Rendons justice à la commission. Elle avait un rôle difficile à remplir. Du moment qu’elle refusait au ministère le droit d’émanciper les colonies par ordonnances, il fallait qu’elle remplaçât le projet du gouvernement par un projet nouveau, et qu’elle dressât un plan détaillé d’émancipation, au lieu des principes que le gouvernement avait posés d’une manière sommaire, et qu’il se réservait d’appliquer arbitrairement. La commission s’est acquittée de cette tâche avec prudence. Elle s’est montrée favorable au système d’émancipation graduelle, éprouvé par le temps.
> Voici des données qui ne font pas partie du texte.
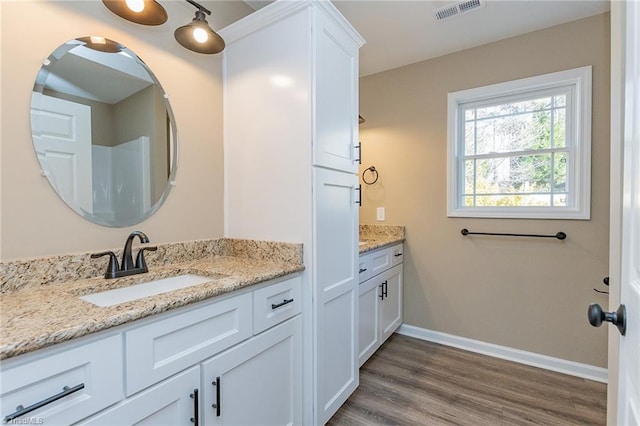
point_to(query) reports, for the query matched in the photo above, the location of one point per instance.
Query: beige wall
(33, 220)
(529, 294)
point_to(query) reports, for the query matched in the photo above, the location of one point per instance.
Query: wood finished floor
(414, 382)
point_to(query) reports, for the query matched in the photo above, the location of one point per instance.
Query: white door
(336, 289)
(62, 139)
(257, 382)
(131, 176)
(628, 410)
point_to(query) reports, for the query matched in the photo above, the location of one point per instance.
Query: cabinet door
(391, 305)
(172, 403)
(368, 318)
(336, 92)
(258, 382)
(179, 340)
(335, 290)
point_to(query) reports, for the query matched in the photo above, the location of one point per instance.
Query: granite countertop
(376, 236)
(33, 317)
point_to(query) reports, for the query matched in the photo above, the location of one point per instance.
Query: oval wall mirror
(103, 131)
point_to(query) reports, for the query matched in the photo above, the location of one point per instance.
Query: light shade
(151, 13)
(101, 44)
(198, 36)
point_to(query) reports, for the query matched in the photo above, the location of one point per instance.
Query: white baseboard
(559, 365)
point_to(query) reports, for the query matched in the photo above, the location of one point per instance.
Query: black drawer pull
(196, 418)
(217, 403)
(21, 411)
(284, 302)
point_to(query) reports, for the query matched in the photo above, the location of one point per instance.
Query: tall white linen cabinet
(290, 74)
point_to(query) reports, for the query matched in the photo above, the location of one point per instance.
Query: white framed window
(521, 149)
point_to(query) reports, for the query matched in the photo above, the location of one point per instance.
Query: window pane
(469, 177)
(560, 172)
(527, 173)
(514, 107)
(514, 200)
(559, 127)
(514, 133)
(560, 100)
(469, 114)
(560, 200)
(469, 137)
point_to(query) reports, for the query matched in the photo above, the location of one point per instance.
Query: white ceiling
(400, 32)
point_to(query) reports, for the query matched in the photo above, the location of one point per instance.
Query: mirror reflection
(103, 131)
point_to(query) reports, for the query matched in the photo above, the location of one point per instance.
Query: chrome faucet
(127, 266)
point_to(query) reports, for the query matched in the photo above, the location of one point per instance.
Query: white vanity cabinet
(64, 384)
(258, 382)
(380, 294)
(171, 402)
(160, 370)
(291, 130)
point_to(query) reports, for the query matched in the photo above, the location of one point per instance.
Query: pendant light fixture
(101, 44)
(145, 12)
(198, 35)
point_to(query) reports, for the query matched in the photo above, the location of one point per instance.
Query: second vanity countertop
(34, 317)
(376, 236)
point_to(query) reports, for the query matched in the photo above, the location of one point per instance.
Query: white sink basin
(138, 291)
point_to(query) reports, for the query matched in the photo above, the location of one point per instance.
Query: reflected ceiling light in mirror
(101, 44)
(145, 12)
(197, 35)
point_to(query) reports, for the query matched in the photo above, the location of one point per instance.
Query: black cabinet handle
(284, 302)
(196, 418)
(21, 411)
(216, 405)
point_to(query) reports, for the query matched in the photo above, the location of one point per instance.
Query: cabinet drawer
(276, 303)
(397, 254)
(164, 347)
(86, 379)
(379, 261)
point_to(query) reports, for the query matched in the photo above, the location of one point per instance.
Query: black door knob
(596, 316)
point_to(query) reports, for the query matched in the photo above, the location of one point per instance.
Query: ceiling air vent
(457, 9)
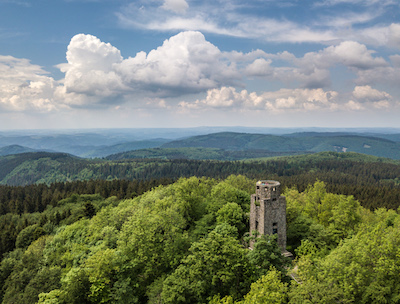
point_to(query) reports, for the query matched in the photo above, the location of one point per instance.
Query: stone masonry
(268, 211)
Elle a tenu le milieu entre les abolitionistes ardens et les abolitionistes timides. Pendant que les uns voulaient supprimer l’esclavage sans se demander ce que les noirs feraient de leur liberté, et pendant que les autres s’exagéraient les difficultés de l’entreprise, la commission, inspirée par l’humanité et le bon sens, proposait des mesures qui ont à la fois pour but de préparer l’émancipation et d’en assurer le succès. Avant de renverser l’esclavage, elle a voulu asseoir les fondemens d’une société nouvelle, capable d’être appelée à la liberté. Elle a songé à organiser le travail pour garantir les grands intérêts qui se rattachent à la destinée industrielle et commerciale de nos colonies. L’œuvre de la commission était empreinte d’un esprit de sagesse que l’on n’a pas assez respecté. Nous regrettons les changemens que la noble chambre y a introduits. Ces changemens nous ont paru déroger à ses habitudes conservatrices, et ne pas répondre aux véritables tendances de la majorité.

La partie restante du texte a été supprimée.